Uber Directed to Comply with MV Act in Maharashtra

In an order dated February 13, 2023, the Supreme Court directed the petitioners, Uber India Systems Private Limited and Uber India Technology Private Limited to apply for a licence by March 6, 2023, to continue operating in the state of Maharashtra in accordance with the provisions of the Motor Vehicles (Amendment) Act, 2019.

In 2019, the Motor Vehicles Act, 1988 was amended and through this amendment, the term aggregator was defined as a “digital intermediary or market place for a passenger to connect with a driver for the purpose of transportation”. Further, it was expressly laid down that aggregators must obtain licences in order to operate. In this regard, the Act confers State Government with powers to make rules. However, the State Government has not issued any such rules as of date (apart from the draft rules).

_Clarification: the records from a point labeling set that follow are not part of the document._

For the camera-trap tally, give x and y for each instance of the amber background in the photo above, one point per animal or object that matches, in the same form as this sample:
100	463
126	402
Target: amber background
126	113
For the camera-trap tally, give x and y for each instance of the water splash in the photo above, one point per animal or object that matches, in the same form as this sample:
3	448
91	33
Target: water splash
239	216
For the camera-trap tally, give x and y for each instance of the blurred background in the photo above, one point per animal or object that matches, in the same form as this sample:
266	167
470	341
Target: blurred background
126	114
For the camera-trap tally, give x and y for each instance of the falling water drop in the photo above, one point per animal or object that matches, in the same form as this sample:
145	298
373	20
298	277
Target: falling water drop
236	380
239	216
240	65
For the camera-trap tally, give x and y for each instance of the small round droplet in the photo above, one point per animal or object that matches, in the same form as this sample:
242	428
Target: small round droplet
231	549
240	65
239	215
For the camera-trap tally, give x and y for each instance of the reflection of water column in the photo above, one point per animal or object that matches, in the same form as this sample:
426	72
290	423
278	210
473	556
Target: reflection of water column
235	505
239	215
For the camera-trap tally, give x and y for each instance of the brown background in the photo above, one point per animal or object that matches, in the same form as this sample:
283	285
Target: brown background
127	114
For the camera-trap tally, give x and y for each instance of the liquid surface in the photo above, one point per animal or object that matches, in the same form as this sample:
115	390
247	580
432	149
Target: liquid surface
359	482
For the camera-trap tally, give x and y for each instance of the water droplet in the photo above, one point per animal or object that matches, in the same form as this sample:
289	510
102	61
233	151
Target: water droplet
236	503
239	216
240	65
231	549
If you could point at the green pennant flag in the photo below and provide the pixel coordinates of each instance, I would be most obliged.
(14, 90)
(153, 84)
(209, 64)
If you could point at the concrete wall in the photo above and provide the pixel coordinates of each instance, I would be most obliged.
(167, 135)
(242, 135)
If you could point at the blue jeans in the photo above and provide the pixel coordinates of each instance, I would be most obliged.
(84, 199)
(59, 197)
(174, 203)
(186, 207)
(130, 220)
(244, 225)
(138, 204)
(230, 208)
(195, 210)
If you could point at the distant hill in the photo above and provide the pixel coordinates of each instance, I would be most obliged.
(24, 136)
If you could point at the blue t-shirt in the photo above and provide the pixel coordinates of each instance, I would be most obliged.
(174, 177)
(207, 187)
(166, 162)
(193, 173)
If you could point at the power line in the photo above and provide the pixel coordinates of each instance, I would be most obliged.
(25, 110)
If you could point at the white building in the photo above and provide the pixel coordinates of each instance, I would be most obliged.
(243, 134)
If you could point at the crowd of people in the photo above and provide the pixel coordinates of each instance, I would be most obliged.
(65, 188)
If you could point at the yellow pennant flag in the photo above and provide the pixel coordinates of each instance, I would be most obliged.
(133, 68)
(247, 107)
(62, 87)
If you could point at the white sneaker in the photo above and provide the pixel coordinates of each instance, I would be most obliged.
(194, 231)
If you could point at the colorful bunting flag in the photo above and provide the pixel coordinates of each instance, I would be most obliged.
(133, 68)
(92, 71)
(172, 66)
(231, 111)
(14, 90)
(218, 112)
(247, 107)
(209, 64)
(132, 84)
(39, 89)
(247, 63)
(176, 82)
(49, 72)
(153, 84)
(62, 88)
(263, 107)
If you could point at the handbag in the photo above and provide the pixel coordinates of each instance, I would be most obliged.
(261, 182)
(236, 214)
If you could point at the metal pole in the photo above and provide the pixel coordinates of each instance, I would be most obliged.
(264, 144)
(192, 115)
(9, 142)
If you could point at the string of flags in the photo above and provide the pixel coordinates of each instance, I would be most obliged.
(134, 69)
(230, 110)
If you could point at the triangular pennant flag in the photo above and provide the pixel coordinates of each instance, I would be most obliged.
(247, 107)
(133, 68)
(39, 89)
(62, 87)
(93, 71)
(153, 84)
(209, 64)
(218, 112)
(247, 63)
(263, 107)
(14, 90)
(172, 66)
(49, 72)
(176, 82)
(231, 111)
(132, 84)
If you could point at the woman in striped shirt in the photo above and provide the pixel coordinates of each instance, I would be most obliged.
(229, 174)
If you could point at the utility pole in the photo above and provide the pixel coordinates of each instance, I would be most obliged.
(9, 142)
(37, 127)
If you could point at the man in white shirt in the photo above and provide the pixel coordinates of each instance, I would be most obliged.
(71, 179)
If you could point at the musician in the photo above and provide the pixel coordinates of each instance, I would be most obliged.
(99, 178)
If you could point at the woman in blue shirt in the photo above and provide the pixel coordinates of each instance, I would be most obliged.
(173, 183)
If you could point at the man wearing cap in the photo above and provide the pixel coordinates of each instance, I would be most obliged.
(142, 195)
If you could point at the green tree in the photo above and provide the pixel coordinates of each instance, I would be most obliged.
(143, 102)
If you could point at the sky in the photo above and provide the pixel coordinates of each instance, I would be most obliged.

Considering said circumstances, the Division Bench of the Bombay High Court relied on the proviso to Section 93(1) of the said Act which specifies that in issuing licences to aggregators, the State Government may adhere to the guidelines formulated by the Central Government. The court opined that the Guidelines released by the Central Government in the year 2019 would be applicable until the State Government finalizes the draft rules. The permission granted by the Ministry of Road Transport and Highways (the second respondent herein) to the petitioners along with other aggregators to operate in the state of Maharashtra without obtaining the requisite licence was taken into account. With this, the court directed the petitioners to apply for a licence under Section 93(1) of the said Act. Challenging this order, the petitioners filed a Special Leave Petition (SLP) before the Supreme Court.

Upon hearing all the parties and after due perusal of the statutory provisions, the Supreme Court upheld the order of the Division Bench of the Bombay High Court and gave three weeks’ time to the petitioners to apply for a licence. The court added that the State Government has to take its decision expeditiously and formulate an appropriate policy to “avoid litigation and uncertainty”.